Considering her, he drew the towel between his hands, then hooked it behind her head to bring her closer. "Who's dragging who back out now?"
"Let's drag each other. Give me time to close this down, and you do whatever it is you do to clear a few days. Then we'll run away. We'll lie on the beach, we'll get drunk and have monkey sex. We'll watch film discs until our eyes fall out."
"Go back to the monkey sex."
She laid her hands on his cheeks. "I've got to get ready for the briefing. We've got a deal, right?"
"Yes." He pressed his lips to her forehead, relieved to find it cool again. "We definitely have a deal."
She got up, but when she reached the door, turned back to look at him. He still sat on the bench, lean and sweaty in a black muscle shirt. He'd tied his hair back and had yet to bother with shoes.
And he watched her through eyes so brilliantly blue, it seemed she could dive through them, and into him.
"There was never anybody before you," she said. "I just wanted to say that. And when I did what I do, and it opened a crack in me like it did last night, there was nobody there to hold on to me.
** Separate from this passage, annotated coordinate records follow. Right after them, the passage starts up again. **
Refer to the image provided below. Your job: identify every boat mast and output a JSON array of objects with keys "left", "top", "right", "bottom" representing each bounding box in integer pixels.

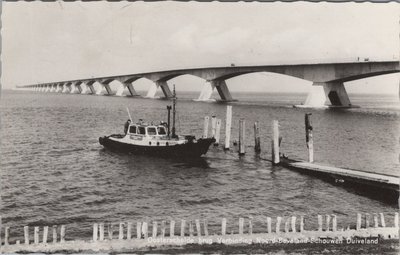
[
  {"left": 172, "top": 84, "right": 176, "bottom": 138},
  {"left": 167, "top": 105, "right": 171, "bottom": 137}
]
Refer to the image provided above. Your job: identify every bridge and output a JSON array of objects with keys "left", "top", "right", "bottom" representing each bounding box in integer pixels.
[{"left": 18, "top": 59, "right": 400, "bottom": 107}]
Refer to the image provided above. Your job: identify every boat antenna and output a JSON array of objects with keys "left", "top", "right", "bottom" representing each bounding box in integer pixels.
[
  {"left": 126, "top": 107, "right": 132, "bottom": 123},
  {"left": 172, "top": 84, "right": 176, "bottom": 138}
]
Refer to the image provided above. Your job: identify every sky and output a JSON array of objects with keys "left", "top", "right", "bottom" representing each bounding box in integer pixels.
[{"left": 1, "top": 1, "right": 400, "bottom": 95}]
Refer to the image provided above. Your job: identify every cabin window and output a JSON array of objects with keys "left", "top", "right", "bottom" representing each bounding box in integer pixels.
[
  {"left": 157, "top": 127, "right": 167, "bottom": 135},
  {"left": 129, "top": 126, "right": 136, "bottom": 134},
  {"left": 147, "top": 127, "right": 157, "bottom": 135},
  {"left": 138, "top": 127, "right": 146, "bottom": 135}
]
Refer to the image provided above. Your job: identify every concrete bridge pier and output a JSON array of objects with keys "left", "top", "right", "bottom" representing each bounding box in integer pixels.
[
  {"left": 116, "top": 82, "right": 139, "bottom": 96},
  {"left": 145, "top": 82, "right": 158, "bottom": 98},
  {"left": 96, "top": 82, "right": 113, "bottom": 95},
  {"left": 304, "top": 81, "right": 352, "bottom": 107},
  {"left": 81, "top": 81, "right": 96, "bottom": 94},
  {"left": 86, "top": 81, "right": 96, "bottom": 95},
  {"left": 213, "top": 80, "right": 233, "bottom": 102},
  {"left": 196, "top": 81, "right": 215, "bottom": 101},
  {"left": 71, "top": 82, "right": 82, "bottom": 94},
  {"left": 61, "top": 83, "right": 70, "bottom": 93},
  {"left": 56, "top": 84, "right": 63, "bottom": 93},
  {"left": 156, "top": 81, "right": 174, "bottom": 98},
  {"left": 50, "top": 84, "right": 56, "bottom": 93}
]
I didn't want anyone to hold on to me. Until you. And I got through and I got by, and it was okay. But I think, maybe, if I'd just kept getting through and getting by, I'd have come to a point where I couldn't do it anymore. And if I couldn't do it anymore, it'd be the end of me, Roarke."
She took a steadying breath. "So when you hold on to me, you're helping me stand up, one more time. And the dead, you're standing for them, too. I just wanted to say that."
She went out quickly, and left him staring after her.
When she strode into her office at six minutes after six, she was heavy-eyed, pale, but clear-headed. She found McNab and Peabody had already raided the AutoChef. And Feeney, just arrived, was helping himself to the spread set out across her desk.
"What the hell do you think this is, the Breakfast Barn?"
"Gotta have fuel." Feeney munched into a strip of bacon. "Mother Mary, it's pig meat. Know how long it's been since I had a slice of real pig?"